UN official - Iraq not breaching resolution

The UN’s nuclear chief will tell the Security Council that Iraq is not in material breach of the latest resolution, but that further inspections are needed to verify Saddam Hussein’s claims that he has no weapons of mass destruction, officials said today.

UN official - Iraq not breaching resolution

The UN’s nuclear chief will tell the Security Council that Iraq is not in material breach of the latest resolution, but that further inspections are needed to verify Saddam Hussein’s claims that he has no weapons of mass destruction, officials said today.

Mohamed ElBaradei, director-general of the Vienna-based International Atomic Energy Agency leading the hunt for nuclear weaponry in Iraq, will make a case for more inspections when he briefs the council at UN headquarters in New York tomorrow.

"There’s nothing new in what we’ve seen. It’s largely what we’ve seen before," an IAEA official said.

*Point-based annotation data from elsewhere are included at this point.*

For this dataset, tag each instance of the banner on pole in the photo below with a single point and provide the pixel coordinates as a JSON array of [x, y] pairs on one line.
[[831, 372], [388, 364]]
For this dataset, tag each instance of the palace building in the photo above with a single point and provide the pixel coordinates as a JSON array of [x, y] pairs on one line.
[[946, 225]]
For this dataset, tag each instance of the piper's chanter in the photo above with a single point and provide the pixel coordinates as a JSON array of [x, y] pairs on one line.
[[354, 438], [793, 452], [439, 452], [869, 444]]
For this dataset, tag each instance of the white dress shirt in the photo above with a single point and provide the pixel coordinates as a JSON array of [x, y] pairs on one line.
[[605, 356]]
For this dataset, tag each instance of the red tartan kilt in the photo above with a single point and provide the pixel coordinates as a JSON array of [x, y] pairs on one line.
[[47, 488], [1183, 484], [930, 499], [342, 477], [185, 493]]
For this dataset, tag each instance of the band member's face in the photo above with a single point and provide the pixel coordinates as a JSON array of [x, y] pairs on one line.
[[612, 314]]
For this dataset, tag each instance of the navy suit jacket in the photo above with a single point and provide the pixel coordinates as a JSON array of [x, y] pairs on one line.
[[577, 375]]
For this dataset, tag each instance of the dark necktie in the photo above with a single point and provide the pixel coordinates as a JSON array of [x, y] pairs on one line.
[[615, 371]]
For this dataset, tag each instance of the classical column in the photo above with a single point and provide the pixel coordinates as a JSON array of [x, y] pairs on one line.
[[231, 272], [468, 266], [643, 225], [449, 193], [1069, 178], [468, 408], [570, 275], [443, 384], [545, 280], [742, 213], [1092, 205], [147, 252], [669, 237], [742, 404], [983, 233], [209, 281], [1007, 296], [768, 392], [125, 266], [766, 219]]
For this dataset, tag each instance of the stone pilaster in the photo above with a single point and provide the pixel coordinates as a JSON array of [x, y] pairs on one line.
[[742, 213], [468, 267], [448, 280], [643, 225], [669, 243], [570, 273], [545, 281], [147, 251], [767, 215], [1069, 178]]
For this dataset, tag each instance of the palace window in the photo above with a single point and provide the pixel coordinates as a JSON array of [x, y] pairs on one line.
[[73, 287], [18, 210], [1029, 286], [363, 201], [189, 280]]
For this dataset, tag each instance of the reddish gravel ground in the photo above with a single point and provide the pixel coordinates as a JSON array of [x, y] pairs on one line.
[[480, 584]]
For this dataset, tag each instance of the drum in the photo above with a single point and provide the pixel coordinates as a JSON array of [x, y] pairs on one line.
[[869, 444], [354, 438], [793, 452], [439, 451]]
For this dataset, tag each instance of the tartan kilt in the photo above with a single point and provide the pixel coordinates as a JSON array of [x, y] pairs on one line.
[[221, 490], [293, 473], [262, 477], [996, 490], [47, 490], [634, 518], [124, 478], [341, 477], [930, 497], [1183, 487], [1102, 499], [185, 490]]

ElBaradei will carry that message to the Security Council, and will resist pressure to declare that Iraq has violated Resolution 1441, which required it to make a full and complete disclosure of its weapons programmes, the official said.

Asked whether ElBaradei would advise the council to find Iraq in material breach, the official said: “No, not at all. Iraq has given us a lot of information. He will say the key outstanding issue is that they claim to have only peaceful uses for what they’ve got – but that we need to verify that.”

Although Iraq steadfastly denies that it has weapons of mass destruction, the United States contends it does, and asserts that its 12,000-page declaration mocks international efforts to get to the bottom of the threat by rehashing old information.

But ElBaradei will stick to his contention that only a comprehensive inspection regime – even if it takes a year as the IAEA has said – will show whether Saddam is telling the truth.

“The Iraqis claim they’ve done nothing illegal. We’ve just got to find out if that’s the case,” the IAEA official said.

IAEA spokesman Mark Gwozdecky said the agency would resist pressure from the Bush administration to rush to judgment on whether Iraq has an active nuclear programme. The agency has been analysing 2,400 pages from the declaration that deal with nuclear issues.

“If we said after a month, ‘Yup, they’re clear of nuclear weapons,’ no one in his right mind would believe us,” Gwozdecky said. “We understand the political pressure to move quickly, but we will not compromise the technical quality of our inspections.”

Gwozdecky said ElBaradei was committed to taking time to let science determine the nature of Iraq’s weapons programmes.

“Isn’t it worth a year to get a peaceful solution to this problem?” he asked.

“It’s like a criminal murder trial. The defence has said, ‘My client is innocent. I intend to prove it.’ Then you spend weeks and months proving it. It takes time to do so. Would you expect any jury to convict based on just one month of investigation?”

The Bush administration has said it has “solid evidence” that Saddam has weapons of mass destruction. Gwozdecky called anew for Washington to hand over that evidence, noting that the latest UN resolution urges member states to share crucial information with the United Nations.

“We are the only bodies legally mandated to go in and verify what’s going on,” he said.